An HPSG-Annotated Test Suite for Polish

Malgorzata Marciniak (Polish Academy of Sciences)
Agnieszka Mykowiecka (Polish Academy of Sciences)
Adam Przepiorkowski (Polish Academy of Sciences)
Anna Kupsc (Polish Academy of Sciences)

This paper presents both conceptual and technical issues concerning the
construction of a test-suite of Polish sentences annoted with HPSG-like
attribute-value matrices (AVMs), a part of a bigger EU project (CRIT-2).
Unlike tree-banks, test-suites are constructed and annotated manually, in
order to exhaustively cover syntactic phenomena of a natural language,
including those rarely occuring in its every-day use.

The long-term aim of this subproject is to evaluate computational grammars of Polish, both quantitatively (what percent of constructions covered by the test-suite are also covered by the grammar?) and qualitatively (does the resulting parse contain all the information available in the corresponding test-suite annotation?).

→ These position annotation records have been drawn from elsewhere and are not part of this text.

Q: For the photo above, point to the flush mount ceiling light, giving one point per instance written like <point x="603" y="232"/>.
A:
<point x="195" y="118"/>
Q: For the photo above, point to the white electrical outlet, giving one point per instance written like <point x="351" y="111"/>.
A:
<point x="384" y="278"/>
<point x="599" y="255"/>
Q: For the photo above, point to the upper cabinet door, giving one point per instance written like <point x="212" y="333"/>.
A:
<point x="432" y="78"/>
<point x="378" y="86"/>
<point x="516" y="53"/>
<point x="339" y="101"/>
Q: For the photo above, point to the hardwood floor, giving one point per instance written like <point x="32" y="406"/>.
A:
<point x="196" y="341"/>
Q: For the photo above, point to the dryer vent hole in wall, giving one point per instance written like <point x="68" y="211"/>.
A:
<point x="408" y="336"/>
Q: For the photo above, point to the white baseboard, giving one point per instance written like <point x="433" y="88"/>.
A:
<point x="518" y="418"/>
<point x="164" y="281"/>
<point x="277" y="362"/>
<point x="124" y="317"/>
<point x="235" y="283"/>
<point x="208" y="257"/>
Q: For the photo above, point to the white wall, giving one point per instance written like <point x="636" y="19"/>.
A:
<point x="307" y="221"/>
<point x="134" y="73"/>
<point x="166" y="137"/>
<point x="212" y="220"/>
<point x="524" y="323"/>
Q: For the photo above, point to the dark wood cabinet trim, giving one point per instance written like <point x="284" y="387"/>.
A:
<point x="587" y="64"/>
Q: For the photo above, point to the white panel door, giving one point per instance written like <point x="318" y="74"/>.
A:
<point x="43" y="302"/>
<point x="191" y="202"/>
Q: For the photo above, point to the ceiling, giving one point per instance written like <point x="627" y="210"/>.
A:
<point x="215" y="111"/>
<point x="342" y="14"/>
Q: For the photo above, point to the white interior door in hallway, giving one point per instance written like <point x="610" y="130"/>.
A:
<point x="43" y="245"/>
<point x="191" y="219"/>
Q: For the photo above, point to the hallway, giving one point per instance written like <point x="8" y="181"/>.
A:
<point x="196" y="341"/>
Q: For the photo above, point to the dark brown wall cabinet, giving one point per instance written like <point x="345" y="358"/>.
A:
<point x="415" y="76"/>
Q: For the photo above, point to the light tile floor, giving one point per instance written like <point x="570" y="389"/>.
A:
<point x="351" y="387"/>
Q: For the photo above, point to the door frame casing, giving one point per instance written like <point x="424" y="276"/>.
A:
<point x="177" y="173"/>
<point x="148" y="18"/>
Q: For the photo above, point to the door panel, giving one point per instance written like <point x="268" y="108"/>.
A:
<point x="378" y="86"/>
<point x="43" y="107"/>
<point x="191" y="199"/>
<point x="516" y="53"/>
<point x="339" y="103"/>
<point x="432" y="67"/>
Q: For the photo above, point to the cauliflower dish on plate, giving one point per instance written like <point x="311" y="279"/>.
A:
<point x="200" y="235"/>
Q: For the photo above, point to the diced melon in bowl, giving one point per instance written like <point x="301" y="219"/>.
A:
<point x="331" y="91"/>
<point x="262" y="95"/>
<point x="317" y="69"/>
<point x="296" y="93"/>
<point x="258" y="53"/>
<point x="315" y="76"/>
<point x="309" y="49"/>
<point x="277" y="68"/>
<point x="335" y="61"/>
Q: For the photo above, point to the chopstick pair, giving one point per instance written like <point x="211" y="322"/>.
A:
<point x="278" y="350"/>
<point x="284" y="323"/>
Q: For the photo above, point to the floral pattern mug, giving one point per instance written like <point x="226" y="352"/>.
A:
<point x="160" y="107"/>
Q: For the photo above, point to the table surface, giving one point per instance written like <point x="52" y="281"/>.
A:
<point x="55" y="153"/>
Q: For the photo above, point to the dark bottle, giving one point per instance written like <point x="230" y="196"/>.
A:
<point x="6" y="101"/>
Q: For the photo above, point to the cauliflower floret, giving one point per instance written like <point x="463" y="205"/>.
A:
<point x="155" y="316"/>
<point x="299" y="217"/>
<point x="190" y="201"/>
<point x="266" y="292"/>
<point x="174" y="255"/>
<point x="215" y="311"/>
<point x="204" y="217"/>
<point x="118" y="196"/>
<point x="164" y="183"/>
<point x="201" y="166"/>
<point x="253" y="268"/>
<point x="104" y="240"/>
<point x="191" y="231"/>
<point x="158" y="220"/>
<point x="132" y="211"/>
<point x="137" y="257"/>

We describe the design of this test-suite, discussing various conceptual decisions we made, including the employment of HPSG-like AVM representations as the annotation formalism. We also present the classification of grammatical phenomena of Polish used for indexing the sentences in the test-suite. Finally, we present the graphical user interface constructed in order to facilitate entering and viewing test sentences, their indices and their AVM annotations. (We are ready to provide a demo.)